Your garden is overflowing with the abundance of all that you have nurtured, so what can we do if we cannot eat all of it fresh?
There is traditional canning and preserving, and also some less time-consuming ideas to try.
Tomatoes are one of the best vegetables to prepare for future use. They can be washed and placed in a bag directly in the freezer. Later they can be prepared to take up less space by plunging in warm water where the skins will split making them easy to peel. Then put in a large saucepan and bring to boil. Pour into small plastic containers with lids and leave to cool. Place lids on and return to the freezer.
A two-cup quantity is good for soups, sauce, casseroles or even salsa (www.aspicyperspective.com). Cherry tomatoes only need washing and freezing for later use to add colour to any dish.

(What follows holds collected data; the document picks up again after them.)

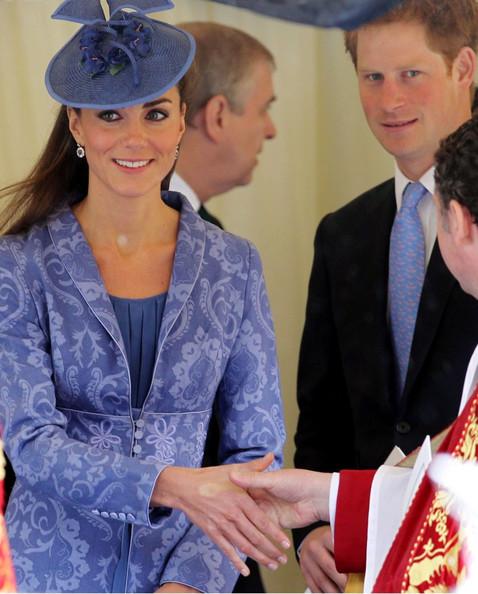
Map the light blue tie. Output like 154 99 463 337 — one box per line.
389 182 428 395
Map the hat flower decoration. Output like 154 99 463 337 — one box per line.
78 17 152 80
45 0 195 109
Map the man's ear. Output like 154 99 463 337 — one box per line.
201 94 232 143
448 199 475 245
67 107 84 145
453 46 476 88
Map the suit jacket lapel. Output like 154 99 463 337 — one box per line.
336 180 396 408
403 241 456 398
365 184 397 402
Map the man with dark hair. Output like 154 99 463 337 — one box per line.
170 21 276 225
169 22 277 593
294 1 478 591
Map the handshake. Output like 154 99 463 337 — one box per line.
155 453 332 577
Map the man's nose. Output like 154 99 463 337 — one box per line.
380 79 406 112
265 112 277 140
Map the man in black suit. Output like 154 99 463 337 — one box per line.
169 22 277 593
170 21 276 227
293 1 478 592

Cucumbers can be used for green relish. There are many old, favourite recipes online (www.thespruceeats.com). Pickling cucumbers are more useful as they can be pickled with dill or a sweet mixture. They can be sliced or prepared whole.

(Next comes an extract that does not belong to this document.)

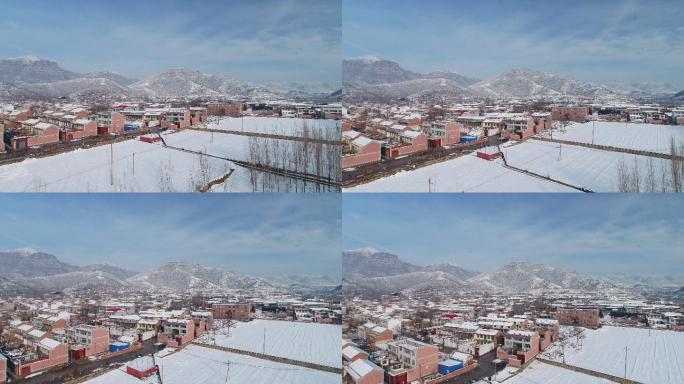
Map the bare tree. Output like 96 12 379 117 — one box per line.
158 159 174 192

Zucchini, from the same family, makes a great summer dish when stuffed with a cooked ground beef mixture and finished later on a barbeque. It is easy to grate. Place one-cup quantities in plastic bags and freeze. Later when you feel like baking, thaw it and use as if it was fresh (it may need a little water drained if it looks runny), or use in stir fry.
Cauliflower is a vegetable that gardeners find hard to grow but they are inexpensive when in season so it is great to make pickled sweet cauliflower florets with some chopped carrots and green beans from your garden. This is an idea to vary a winter supper with ham and scalloped potatoes.
If you take the time now to use your produce wisely you will be able to say ‘I grew this in the summer and I know where it came from and how it was tended.’ There will be great satisfaction in this and I hope it will encourage a future summer hobby for first time gardeners.